An der Wand angekommen, wühlte sie weiter herum und suchte nach Überresten, die ihr auffielen.

Ihre Laune hatte sich durch Lunis’ Hinweis auf die hinterlassenen Seelensteine verbessert, aber sie sank schnell wieder in den Keller, als sie nichts fand. Sophia wusste nicht, was sie tun sollte, wenn sie die Seelensteine, die sie brauchte, nicht fand. Als sie in der Großen Bibliothek war, hatte sie überlegt, den einen Seelenstein, den sie hatte, in Stücke zu brechen und den anderen Mitgliedern der Drachenelite zu geben, aber Paul hatte ihr erklärt, dass sie dadurch alle unwirksam werden konnten.

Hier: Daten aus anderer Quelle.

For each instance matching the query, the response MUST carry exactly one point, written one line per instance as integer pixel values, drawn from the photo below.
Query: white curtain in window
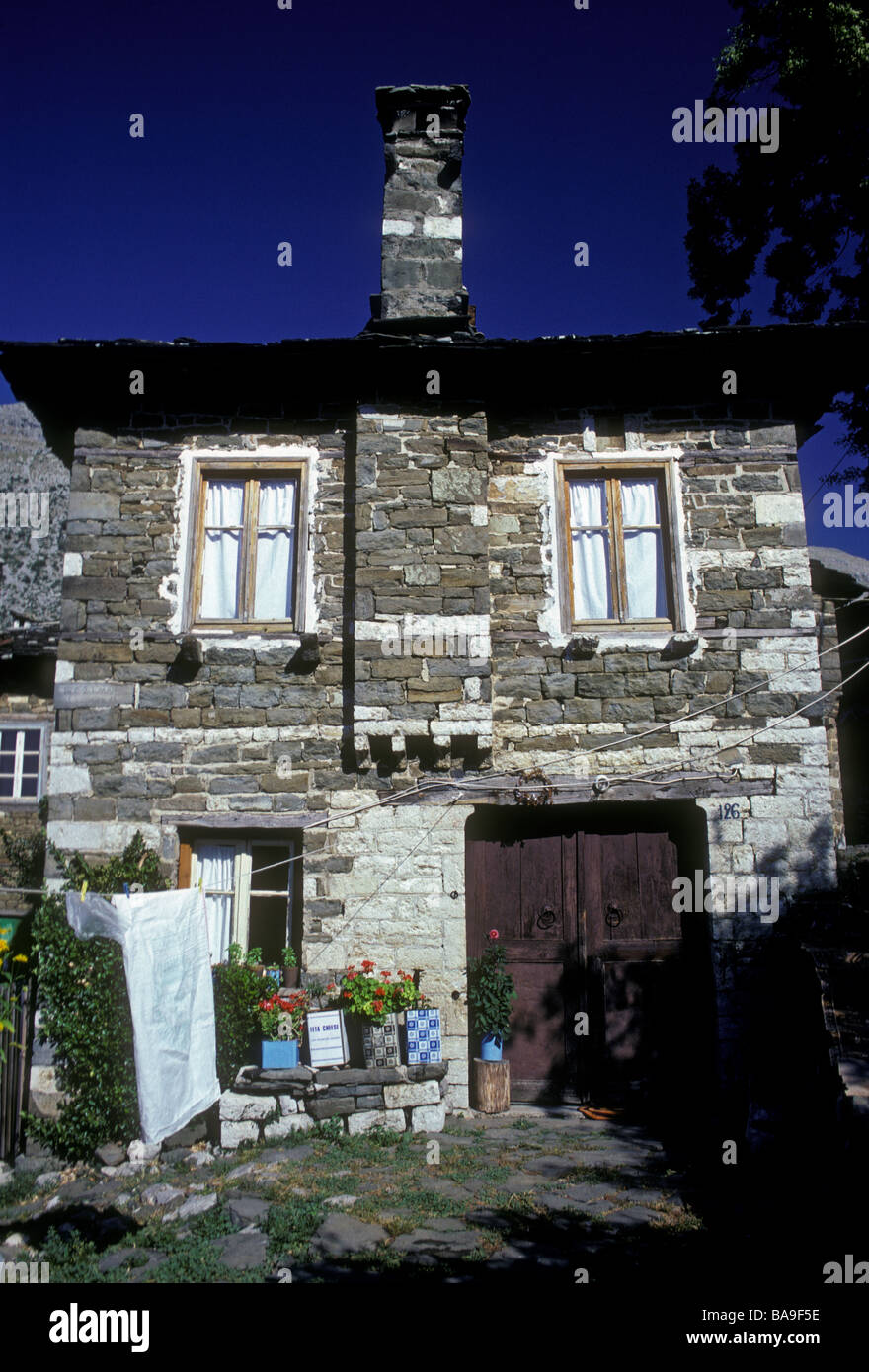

Sophia wusste, dass ein Mitglied der Drachenelite das Hauptquartier der Halunkenreiter nicht allein betreten durfte. Es mussten alle sein. Das war die einzige Möglichkeit, sie herauszufordern und hoffentlich eine Chance zu haben.

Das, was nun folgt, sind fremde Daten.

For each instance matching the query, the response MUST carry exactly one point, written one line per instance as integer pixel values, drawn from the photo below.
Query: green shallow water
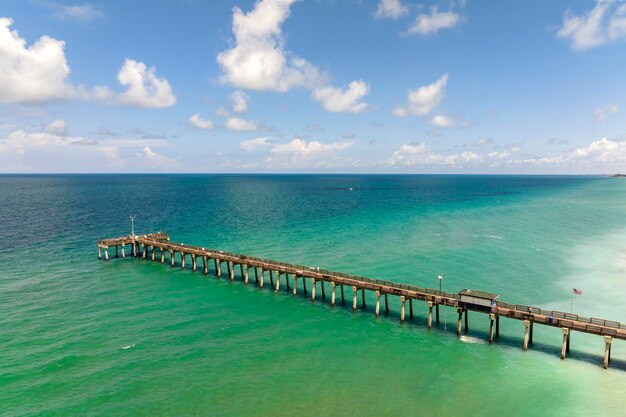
(131, 337)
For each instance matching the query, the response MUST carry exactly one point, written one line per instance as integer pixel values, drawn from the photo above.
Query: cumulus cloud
(447, 122)
(239, 101)
(336, 100)
(39, 74)
(599, 154)
(78, 13)
(33, 74)
(151, 159)
(423, 100)
(413, 155)
(602, 113)
(242, 125)
(254, 144)
(433, 22)
(143, 87)
(259, 61)
(57, 127)
(391, 9)
(199, 123)
(606, 22)
(303, 147)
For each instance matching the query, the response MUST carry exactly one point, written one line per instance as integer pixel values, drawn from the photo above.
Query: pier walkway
(147, 246)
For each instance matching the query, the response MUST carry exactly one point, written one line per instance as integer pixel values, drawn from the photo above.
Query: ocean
(82, 337)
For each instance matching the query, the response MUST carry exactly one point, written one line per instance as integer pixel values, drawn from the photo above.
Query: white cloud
(253, 144)
(336, 100)
(302, 147)
(258, 60)
(423, 100)
(39, 74)
(57, 127)
(428, 24)
(144, 88)
(239, 101)
(603, 113)
(242, 125)
(604, 23)
(79, 13)
(199, 123)
(391, 9)
(222, 112)
(151, 159)
(414, 155)
(447, 122)
(33, 74)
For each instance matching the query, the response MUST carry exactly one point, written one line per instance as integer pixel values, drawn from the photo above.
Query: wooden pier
(147, 246)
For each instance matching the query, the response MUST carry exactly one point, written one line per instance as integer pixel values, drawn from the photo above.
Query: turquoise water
(131, 337)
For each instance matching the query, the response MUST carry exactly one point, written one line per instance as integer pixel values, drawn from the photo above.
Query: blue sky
(313, 86)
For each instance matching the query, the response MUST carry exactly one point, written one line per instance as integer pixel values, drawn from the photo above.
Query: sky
(328, 86)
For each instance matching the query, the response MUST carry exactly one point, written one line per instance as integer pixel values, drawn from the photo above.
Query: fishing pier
(157, 246)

Ihre Gedanken durchforsteten alle Möglichkeiten, während ihre Finger etwas Weiches und gleichzeitig Hartes berührten – wie Glas. Sophia hielt inne, grub in der Erde und zog etwas hervor, das in der meist tristen und grauen Höhle wie ein roter Daumen hervorstach. Es war ein einfacher ovaler Stein, der in dem kleinen Raum violett leuchtete.

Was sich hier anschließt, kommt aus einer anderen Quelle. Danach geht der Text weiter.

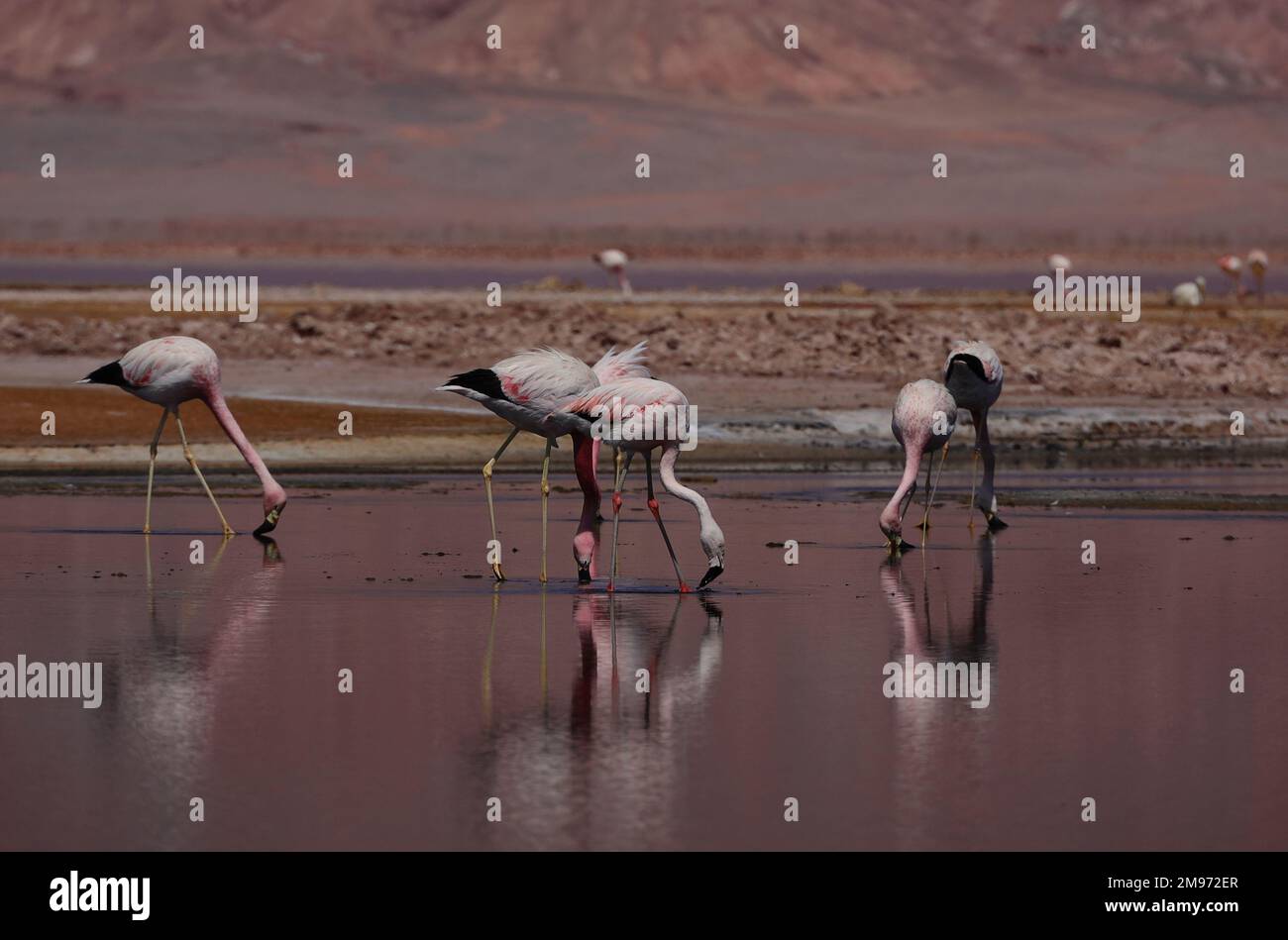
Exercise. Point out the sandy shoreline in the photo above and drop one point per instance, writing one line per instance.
(802, 387)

Zwei Seelensteine. Sophia freute sich und grub tiefer, plötzlich angespornt durch ihren neuesten Fund.

Der Dreck sammelte sich unter ihren Fingernägeln, weil sie schneller scharrte und den Boden neben der Mauer herausschaufelte. Dann entdeckte sie etwas Bemerkenswertes. Als sie tiefer grub, erkannte Sophia, dass es einen Teil der Mauer gab, der noch nicht abgebaut worden war – der Teil, der unter der Erde lag. Es gab viel mehr, als sie brauchte, um sich und die anderen drei Drachenreiter auf die Insel zu bringen.

Als Sophia die amethystfarbenen Seelensteine aus der Höhlenwand brach, wurde ihr klar, dass sie genug für ein paar andere hatte, die sich ihnen anschließen sollten, um den Halunkenreitern entgegenzutreten. Sie wusste genau, wer das sein sollte – und stellte sicher, dass es ein schneller und erfolgreicher Kampf für die Drachenelite werden könnte.